Um dos mecanismos de regulação mais conhecidos é a manutenção da osmolaridade plasmática, que pode ser obtida de diversas formas e a depender das espécies animais, entre elas: a sudorese, a excreção de urina e fezes e a ingestão de água. Neste aspecto alguns animais apresentam mecanismos particulares e curiosos para a manutenção da osmolaridade, como por exemplo, as aves marinhas, que, por viverem muito longe do continente, não têm acesso à fonte de água doce e então consomem a água do mar que possui grandes quantidades de sal. Para manter a osmolaridade no seu plama sanguíneo, essas aves apresentam “glândulas excretoras de sal” localizadas proximamente às narinas e aos olhos, que excretam o excesso de sal ingerido pelas aves, e assim mantêm a osmolaridade em níveis fisiológicos.
A integração dos sistemas orgânicos é essencial para a homeostase. Como já informado, o sistema circulatório contribui para a distribuição de nutrientes e a excreção de substâncias oriundas de processos metabólicos que não serão aproveitadas pelo organismo, assim como participa da termorregulação e do sistema imunológico. Um bom exemplo é a regulação dos níveis de dióxido de carbono (CO2) e de oxigênio (O2) garantidos pelos sistemas respiratório e nervoso. Os receptores nervosos são sensíveis aos níveis elevados de CO2 e quando despolarizam induzem o sistema respiratório a aumentar a frequência de movimentos respiratórios com consequente inalação de maior quantidade de O2 e exalação de CO2.
Os órgãos também podem atuar de modo integrado para garantir a homeostase.
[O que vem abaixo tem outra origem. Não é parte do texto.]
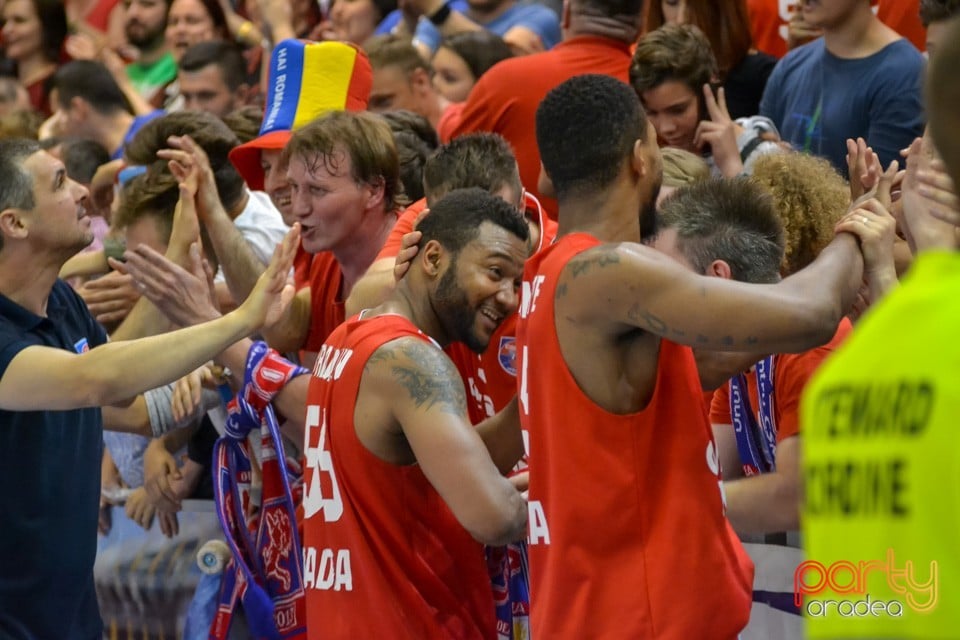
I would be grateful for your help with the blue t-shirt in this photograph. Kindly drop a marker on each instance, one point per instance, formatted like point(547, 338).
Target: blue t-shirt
point(818, 100)
point(535, 17)
point(50, 471)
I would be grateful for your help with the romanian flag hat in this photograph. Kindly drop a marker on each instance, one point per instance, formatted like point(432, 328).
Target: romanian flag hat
point(307, 79)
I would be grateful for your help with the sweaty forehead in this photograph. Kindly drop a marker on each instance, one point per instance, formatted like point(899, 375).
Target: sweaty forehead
point(42, 166)
point(493, 241)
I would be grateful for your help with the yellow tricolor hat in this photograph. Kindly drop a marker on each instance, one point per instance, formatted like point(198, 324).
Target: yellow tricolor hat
point(307, 79)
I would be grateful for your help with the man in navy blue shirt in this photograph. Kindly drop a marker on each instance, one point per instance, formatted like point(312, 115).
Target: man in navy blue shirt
point(56, 370)
point(861, 79)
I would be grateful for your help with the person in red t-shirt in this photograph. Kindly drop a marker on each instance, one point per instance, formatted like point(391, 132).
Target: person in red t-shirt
point(398, 485)
point(621, 455)
point(779, 27)
point(725, 242)
point(482, 160)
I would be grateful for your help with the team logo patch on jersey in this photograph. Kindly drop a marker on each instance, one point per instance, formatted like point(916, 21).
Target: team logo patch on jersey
point(507, 355)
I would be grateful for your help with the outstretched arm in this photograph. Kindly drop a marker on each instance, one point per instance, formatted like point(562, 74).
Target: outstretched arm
point(54, 379)
point(630, 285)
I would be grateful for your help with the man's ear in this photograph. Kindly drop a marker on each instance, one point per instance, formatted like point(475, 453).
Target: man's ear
point(376, 193)
point(242, 95)
point(12, 224)
point(420, 81)
point(80, 109)
point(638, 161)
point(719, 269)
point(431, 257)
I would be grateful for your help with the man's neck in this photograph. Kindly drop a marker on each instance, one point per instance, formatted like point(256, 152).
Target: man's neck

Neste aspecto o fígado e o pâncreas atuam no controle da produção, consumo e reservas de glicose; as adrenais e os rins atuam no controle da concentração de hidrogênio, sódio, potássio e fosfato e as glândulas endócrinas serão capazes de autorregular (por feedback) e controlar os níveis de hormônios no sangue para que permaneçam dentro de faixas de variação consideradas como normais.
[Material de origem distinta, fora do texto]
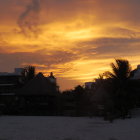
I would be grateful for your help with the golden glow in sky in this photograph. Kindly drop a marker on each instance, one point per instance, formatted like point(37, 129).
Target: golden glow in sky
point(75, 39)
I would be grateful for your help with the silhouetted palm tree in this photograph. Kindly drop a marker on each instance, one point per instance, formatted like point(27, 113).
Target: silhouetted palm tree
point(120, 77)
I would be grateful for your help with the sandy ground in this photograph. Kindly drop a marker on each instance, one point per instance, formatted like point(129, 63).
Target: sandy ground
point(67, 128)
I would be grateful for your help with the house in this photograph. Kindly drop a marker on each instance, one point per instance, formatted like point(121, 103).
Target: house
point(39, 96)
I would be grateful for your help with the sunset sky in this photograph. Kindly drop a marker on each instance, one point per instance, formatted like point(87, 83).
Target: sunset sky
point(75, 39)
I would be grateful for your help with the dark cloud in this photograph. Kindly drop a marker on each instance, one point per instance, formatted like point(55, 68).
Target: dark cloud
point(49, 60)
point(29, 20)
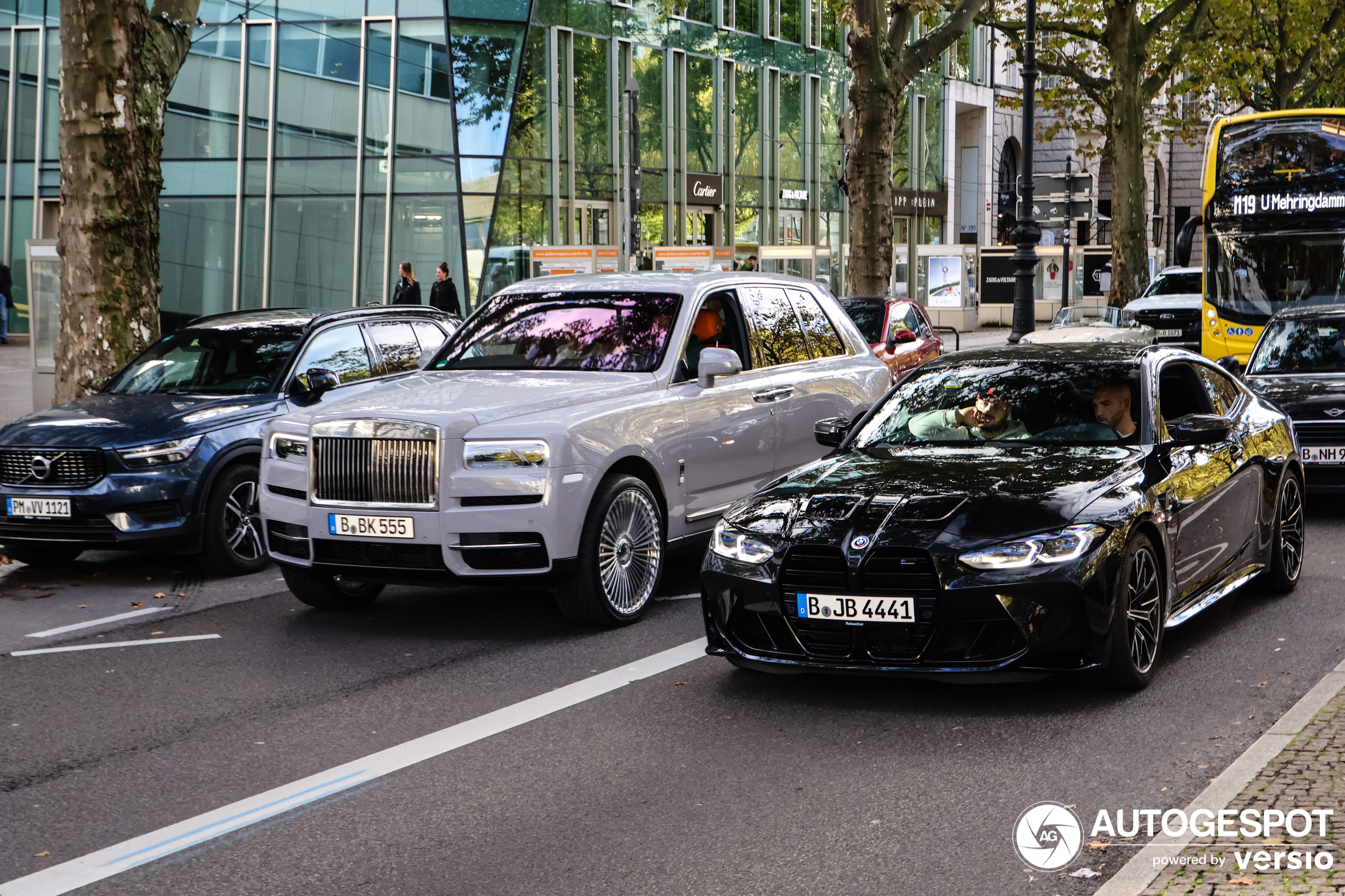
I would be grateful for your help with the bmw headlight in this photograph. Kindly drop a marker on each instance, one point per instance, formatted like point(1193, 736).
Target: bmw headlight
point(739, 546)
point(505, 455)
point(1064, 546)
point(290, 448)
point(160, 453)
O hipotálamo é uma estrutura nervosa extremamente importante para a homeostase, pois possui várias áreas e núcleos nervosos capazes de receber informações sobre os desvios fisiológicos, para mais ou para menos, que podem ocorrer no organismo dos animais. Ele recebe informações dos receptores centrais e periféricos do organismo do animal, faz a integração de todos estes sinais e torna possível a termorregulação, o equilíbrio de energia e a regulação dos fluidos corporais, e muito mais.
No estudo da homeostasia fica sempre evidente o seu conceito de equilíbrio, estado em que o organismo busca a todo instante permanecer. 
Os vários mecanismos fisiológicos estudados na Fisiologia Veterinária têm por objetivo principal a manutenção da homeostase, e é ela que garante a vida animal.

 

 

Referências Bibliográficas:
HILL, R. W.; WYSE, G. A.; ANDERSON, M. Animais e ambientes: funções no âmbito ecológico. In: HILL, R. W.; WYSE, G. A.; ANDERSON, M. Fisiologia Animal. 2. ed. Porto Alegre: Artmed, 2012. 920 p. cap. 1, p. 3-28.
RANDALL, D.; BURGGREN, W.; FRENCH, K. Estudando fisiologia animal. In: RANDALL, D.; BURGGREN, W.; FRENCH, K. Eckert – Fisiologia Animal: mecanismos e adaptações. 4. ed. Rio de Janeiro: Guanabara Koogan, 2011. 764 p. cap. 1, p. 3-13.